Judge of the Oklahoma Court of Civil Appeals
- Incumbent
- Assumed office August 2012
- Appointed by: Mary Fallin
- Preceded by: Carol Hansen

Personal details
- Born: March 18, 1964 (age 62) Killeen, Texas
- Spouse: Jill Goree
- Children: 4
- Alma mater: University of Tulsa College of Law
- Occupation: attorney, judge
- Profession: law

= Brian Goree =

American lawyer

Brian Goree (born March 18, 1964) is a Justice on the Oklahoma Court of Civil Appeals. Born in 1964 in Killeen, Texas, and raised in Tulsa, he graduated from the University of Oklahoma with a bachelor's degree in chemistry, then earned a J.D. degree at the University of Tulsa College of Law. After spending 23 years in private law practice, he was appointed to the court as Associate Justice. He won his retention election in 2014. Goree will appear on the ballot for judge retention in the 2024 general election.

==Early life==
Goree was born in Killeen, Texas, on March 18, 1964, and raised in Tulsa, Oklahoma. He received a B. A. in chemistry from the University of Oklahoma in 1986, then earned a J.D. degree from the University of Tulsa College of Law in 1989. In 1989, he was admitted to practice in Oklahoma and US District Court, Northern, Eastern and Western Districts of Oklahoma; and registered to practice before the US Patent and Trademark Office.

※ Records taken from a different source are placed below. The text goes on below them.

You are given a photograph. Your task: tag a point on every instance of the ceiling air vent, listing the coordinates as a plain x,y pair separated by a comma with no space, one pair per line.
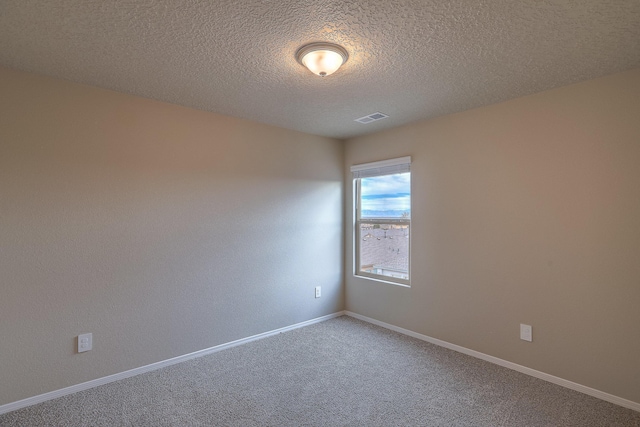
371,118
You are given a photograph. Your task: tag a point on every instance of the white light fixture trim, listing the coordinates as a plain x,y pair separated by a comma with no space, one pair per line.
322,59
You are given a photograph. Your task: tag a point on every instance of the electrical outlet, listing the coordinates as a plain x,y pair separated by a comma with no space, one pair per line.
85,342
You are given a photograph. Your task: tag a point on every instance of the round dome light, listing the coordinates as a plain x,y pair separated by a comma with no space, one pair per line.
322,59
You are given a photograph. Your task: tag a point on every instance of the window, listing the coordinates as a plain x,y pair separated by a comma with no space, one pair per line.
382,231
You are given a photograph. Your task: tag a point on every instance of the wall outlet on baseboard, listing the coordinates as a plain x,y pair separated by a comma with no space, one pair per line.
85,342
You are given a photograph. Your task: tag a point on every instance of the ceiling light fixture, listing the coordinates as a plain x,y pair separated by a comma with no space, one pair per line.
322,59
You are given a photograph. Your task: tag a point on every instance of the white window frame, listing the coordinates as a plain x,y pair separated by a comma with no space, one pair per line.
373,169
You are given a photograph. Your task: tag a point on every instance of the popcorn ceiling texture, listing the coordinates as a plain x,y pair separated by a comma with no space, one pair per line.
410,59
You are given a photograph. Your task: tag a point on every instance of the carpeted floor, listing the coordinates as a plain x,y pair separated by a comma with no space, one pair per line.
342,372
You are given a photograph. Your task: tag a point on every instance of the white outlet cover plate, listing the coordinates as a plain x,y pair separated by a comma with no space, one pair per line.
85,342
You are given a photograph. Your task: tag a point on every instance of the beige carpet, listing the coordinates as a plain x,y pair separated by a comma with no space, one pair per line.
342,372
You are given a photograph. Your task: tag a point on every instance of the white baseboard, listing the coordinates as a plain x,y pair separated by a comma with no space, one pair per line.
152,367
532,372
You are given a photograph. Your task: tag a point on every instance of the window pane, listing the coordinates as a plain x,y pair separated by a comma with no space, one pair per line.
384,249
387,196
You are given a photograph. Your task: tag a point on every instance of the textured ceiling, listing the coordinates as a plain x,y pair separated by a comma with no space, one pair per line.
409,59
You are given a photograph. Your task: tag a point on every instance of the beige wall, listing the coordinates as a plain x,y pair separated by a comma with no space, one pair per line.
523,212
160,229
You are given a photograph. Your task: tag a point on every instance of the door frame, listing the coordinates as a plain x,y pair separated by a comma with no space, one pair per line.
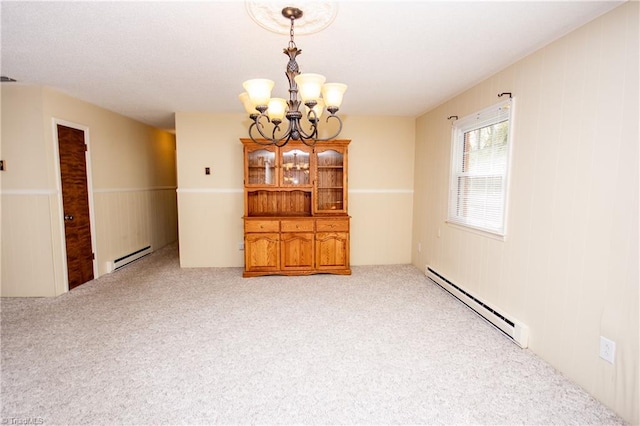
87,156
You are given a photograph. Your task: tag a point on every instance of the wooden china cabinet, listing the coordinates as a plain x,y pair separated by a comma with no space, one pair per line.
295,209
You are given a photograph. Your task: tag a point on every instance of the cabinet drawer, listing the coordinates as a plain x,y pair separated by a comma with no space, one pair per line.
328,225
296,226
261,226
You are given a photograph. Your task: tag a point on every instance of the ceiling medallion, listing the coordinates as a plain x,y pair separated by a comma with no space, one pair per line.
318,15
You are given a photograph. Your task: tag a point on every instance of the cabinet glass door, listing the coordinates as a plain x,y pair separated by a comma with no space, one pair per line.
330,185
295,166
261,167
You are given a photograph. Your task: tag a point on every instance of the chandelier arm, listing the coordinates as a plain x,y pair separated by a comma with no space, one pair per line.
337,132
259,126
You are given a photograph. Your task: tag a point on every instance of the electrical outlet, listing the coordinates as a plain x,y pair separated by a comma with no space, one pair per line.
607,349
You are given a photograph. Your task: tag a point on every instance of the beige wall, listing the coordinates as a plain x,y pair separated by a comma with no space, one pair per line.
133,178
569,265
211,207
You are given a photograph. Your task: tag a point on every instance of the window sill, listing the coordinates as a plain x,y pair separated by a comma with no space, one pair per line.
477,231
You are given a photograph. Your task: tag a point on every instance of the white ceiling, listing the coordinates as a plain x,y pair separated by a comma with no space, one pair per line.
147,60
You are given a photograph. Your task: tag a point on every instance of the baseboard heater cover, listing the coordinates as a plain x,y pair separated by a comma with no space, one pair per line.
516,331
123,261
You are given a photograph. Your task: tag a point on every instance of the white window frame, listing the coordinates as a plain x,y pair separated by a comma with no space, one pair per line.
487,117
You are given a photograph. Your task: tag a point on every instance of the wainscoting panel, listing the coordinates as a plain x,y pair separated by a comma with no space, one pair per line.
127,220
27,261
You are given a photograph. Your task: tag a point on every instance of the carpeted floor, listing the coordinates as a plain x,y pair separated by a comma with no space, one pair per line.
156,344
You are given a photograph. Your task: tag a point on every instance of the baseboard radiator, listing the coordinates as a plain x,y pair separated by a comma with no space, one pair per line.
512,328
125,260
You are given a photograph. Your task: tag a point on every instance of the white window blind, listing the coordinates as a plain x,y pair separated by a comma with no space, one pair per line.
479,169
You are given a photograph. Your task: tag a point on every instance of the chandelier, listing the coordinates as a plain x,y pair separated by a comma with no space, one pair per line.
316,95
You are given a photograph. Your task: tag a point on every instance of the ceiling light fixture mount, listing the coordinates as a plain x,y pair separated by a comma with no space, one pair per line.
314,92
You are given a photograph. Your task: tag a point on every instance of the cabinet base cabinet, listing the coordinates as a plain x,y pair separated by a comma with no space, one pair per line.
332,251
271,248
262,252
296,252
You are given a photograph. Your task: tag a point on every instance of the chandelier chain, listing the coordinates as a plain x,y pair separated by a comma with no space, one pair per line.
292,44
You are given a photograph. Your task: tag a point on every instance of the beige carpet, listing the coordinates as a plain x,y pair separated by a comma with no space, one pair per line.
156,344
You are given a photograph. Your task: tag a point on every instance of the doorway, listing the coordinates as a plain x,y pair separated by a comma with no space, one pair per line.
72,150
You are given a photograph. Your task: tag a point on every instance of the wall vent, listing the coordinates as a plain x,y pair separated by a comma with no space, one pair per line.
512,328
123,261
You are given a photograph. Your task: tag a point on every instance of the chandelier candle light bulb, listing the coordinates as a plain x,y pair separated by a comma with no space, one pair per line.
313,91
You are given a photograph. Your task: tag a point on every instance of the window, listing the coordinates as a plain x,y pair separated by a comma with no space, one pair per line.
479,169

==Career in private law practice==
He began by specializing in litigation research and writing as an associate at Secrest, Hill and Butler. At Latham, Wagner, Steele and Lehman, a civil defense firm in Tulsa, he was the head of research and writing. His final private connection was with Toon Osmond PLLC, which he joined in January 2012. Altogether, he spent 23 years in private practice in Tulsa. He also volunteered with Tulsa Lawyers for Children.

==Career on the judicial bench==
In August 2012, Governor Mary Fallin appointed Goree to the Oklahoma Court of Civil Appeals (OCCA), District 6, Office 2. He replaced Judge Carol Hansen, who had resigned in January. As required by law, he stood for retention in the 2014 election, and won a full 6-year term with 61.0 percent approval.

===Landmark case===
In 2015, a three-judge panel from the OCCA heard a case in which three minors sued 51 drug dealers in Tulsa County for damages they claimed had resulted from their mothers' marijuana use. (Note: Oklahoma's Drug Dealer Liability Act permits a person who is harmed by illegal drugs to recover civil damages from those who participate in the illegal drug market.) One of the defendants claimed the act unconstitutionally imposed liability for the harm without showing how his actions had harmed the plaintiff. After hearing the case, the panel rejected the suit by a vote of 2-1.

Presiding Judge Goree wrote the majority opinion, and Judge Buettner concurred. Judge Robert Bell dissented. Goree wrote that the dealer's conviction under the Comprehensive Drug Abuse Prevention and Control Act of 1970, sufficed as evidence of the harm caused by the dealer. The Supreme Court of the United States (SCOTUS) had previously recognized that,"... statutory presumptions in civil proceedings receive less scrutiny than statutory presumptions of criminal proceedings."

==Memberships==
- Goree is a former president of the Appellate Practice Section of the Oklahoma Bar Association.
- Tulsa County and Oklahoma Bar Associations
- Oklahoma Association of Defense Counsel

He and his wife, Jill, have four children.